Es gibt derzeit kaum eine Abstimmung in Deutschland, in der Füllkrug nicht von den Fans in die Startelf für den deutschen WM-Auftakt gegen Japan gewählt wird. Selbst wenn sich Bundestrainer Hansi Flick für eine andere Anfangsformation entscheidet: Nach seiner starken Leistung gegen den Oman, als ihm der erlösende Siegtreffer zum 1:0 glückte, darf Füllkrug fest mit Einsatzzeiten bei dieser Weltmeisterschaft rechnen.

Die WM-Bühne gleicht einem Basar

Genau das könnte für Werder noch ungeahnte Folgen haben, gute wie schlechte. Wenn Füllkrug seinen Lauf in Katar nämlich fortsetzt und ins Tor trifft, würde er für eine Vielzahl größerer und reicherer Vereine interessant. Das passiert gerade bei Weltmeisterschaften sehr schnell, weil die WM-Bühne wie ein Basar zu verstehen ist, auf dem sich vor allem spanische, englische und italienische Vereine gerne mit auffälligen Neuzugängen versorgen.

Ein legendäres Beispiel für diese Logik ist der Werdegang von David Odonkor: Dem pfeilschnellen Angreifer genügte bei der WM 2006 in Deutschland ein einziges gutes Spiel (ohne ein Tor), um nach dem Turnier einen millionenschweren Fünfjahresvertrag bei Betis Sevilla unterschreiben zu dürfen. Sein Klub Borussia Dortmund nahm die Ablöse von fast sieben Millionen Euro gerne an.

Ein kopfballstarker und technisch versierter Mittelstürmer wie Füllkrug ist eh schon eine Rarität, dazu noch ein Deutscher, der auch in der Bundesliga schon zehn Saisontore erzielt hat – wenn ein Verein nach der WM eine zweistellige Millionenablöse bieten würde, dann könnte der wirtschaftlich schwer unter Druck geratene SV Werder das gar nicht ablehnen. Trainer Ole Werner stünde dann plötzlich ohne seinen wichtigsten Spieler da und müsste sehr kreative Lösungen finden, um die Mannschaft ohne die vielen Füllkrug-Tore zum Klassenerhalt zu führen.

Das ist viel Konjunktiv und viel Theorie, könnte man jetzt einwenden – aber das sagte man vor wenigen Wochen auch, als es um die Frage ging, ob Füllkrug vielleicht mit zur WM fährt. Jetzt kann alles binnen weniger Wochen sehr schnell gehen.

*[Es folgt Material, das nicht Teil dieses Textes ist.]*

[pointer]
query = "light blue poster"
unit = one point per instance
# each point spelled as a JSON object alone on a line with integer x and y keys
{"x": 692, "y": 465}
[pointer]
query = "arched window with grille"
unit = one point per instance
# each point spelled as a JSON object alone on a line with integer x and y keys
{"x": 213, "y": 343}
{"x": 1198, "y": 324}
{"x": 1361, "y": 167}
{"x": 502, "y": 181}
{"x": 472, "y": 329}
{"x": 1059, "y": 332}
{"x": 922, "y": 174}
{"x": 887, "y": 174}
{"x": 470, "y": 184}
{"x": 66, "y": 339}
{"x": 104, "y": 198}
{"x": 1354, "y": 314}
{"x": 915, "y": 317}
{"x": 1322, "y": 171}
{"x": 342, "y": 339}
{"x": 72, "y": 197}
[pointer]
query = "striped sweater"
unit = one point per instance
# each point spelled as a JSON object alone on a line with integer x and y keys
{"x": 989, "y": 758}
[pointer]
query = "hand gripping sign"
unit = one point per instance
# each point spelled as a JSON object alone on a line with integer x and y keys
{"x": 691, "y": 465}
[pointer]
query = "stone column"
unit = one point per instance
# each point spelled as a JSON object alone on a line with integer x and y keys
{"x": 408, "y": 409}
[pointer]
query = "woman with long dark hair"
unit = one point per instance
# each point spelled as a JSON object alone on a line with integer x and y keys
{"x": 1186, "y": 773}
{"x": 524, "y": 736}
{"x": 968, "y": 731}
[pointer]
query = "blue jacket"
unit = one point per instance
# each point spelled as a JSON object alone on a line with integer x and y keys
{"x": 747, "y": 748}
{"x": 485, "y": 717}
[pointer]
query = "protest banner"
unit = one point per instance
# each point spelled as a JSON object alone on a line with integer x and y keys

Bei Werder gönnen sie ihrem Torjäger natürlich jeden WM-Treffer, nicht nur aus wirtschaftlichen Gründen. Füllkrugs Entwicklung bis zum Mittelstürmer im deutschen Nationalteam ist für Werder nämlich ein gutes Beispiel, wie sich junge Spieler im Verein entwickeln können. Füllkrug war schon als Jugendlicher im Klub, er kam mit 13 Jahren aus Hannover. Er lebte im Werder-Internat in der Ostkurve des Weserstadions, er wuchs also in Bremen auf. „Wenn so einer es dann bis zum deutschen Nationalspieler schafft, ist es umso schöner“, freut sich Sportchef Frank Baumann.

Niclas Füllkrug ist nach Durststrecke stärker zurückgekommen

Füllkrug ist auch ein starkes Beispiel dafür, wie man sich gegen immer neue Widerstände behaupten kann und stärker zurückkommt. Erst seine vielen schweren Knieverletzungen. Dann der Zoff zu Beginn der Zweitligasaison, als Füllkrug das Tor nicht traf, seinen Platz verlor, sogar mal suspendiert wurde und man im Winter eigentlich getrennte Wege gehen wollte. Er hat das alles durch Leistung vergessen gemacht.

Dabei half ihm auch die offensive Spielweise unter Trainer Ole Werner, der immer mit zwei Spitzen und voller Power nach vorne spielen lässt. Das macht es für einen Mittelstürmer leichter, im Spiel viele Torchancen zu bekommen. Es zeugt von Füllkrugs Charakter, dass er sich deshalb nach seiner WM-Nominierung zuerst bei der Mannschaft und beim Verein bedankte. Das kam intern bei Werder sehr gut an.

Füllkruges verdiente WM-Teilnahme und die Aussicht auf einige Spielanteile in Katar machen es vielen Werder-Fans deutlich schwerer, die Spiele nicht anzuschauen. Nach schwierigen Jahren schreibt da einer gerade ein schönes Stück grün-weiße Fußballgeschichte. Und eines ist sicher: Bei jeder guten Aktion und bei jedem Tor werden die Spanier, Engländer und Italiener auch hinschauen. Die Topklubs der Bundesliga sowieso. Wer hätte das vor einem Jahr gedacht?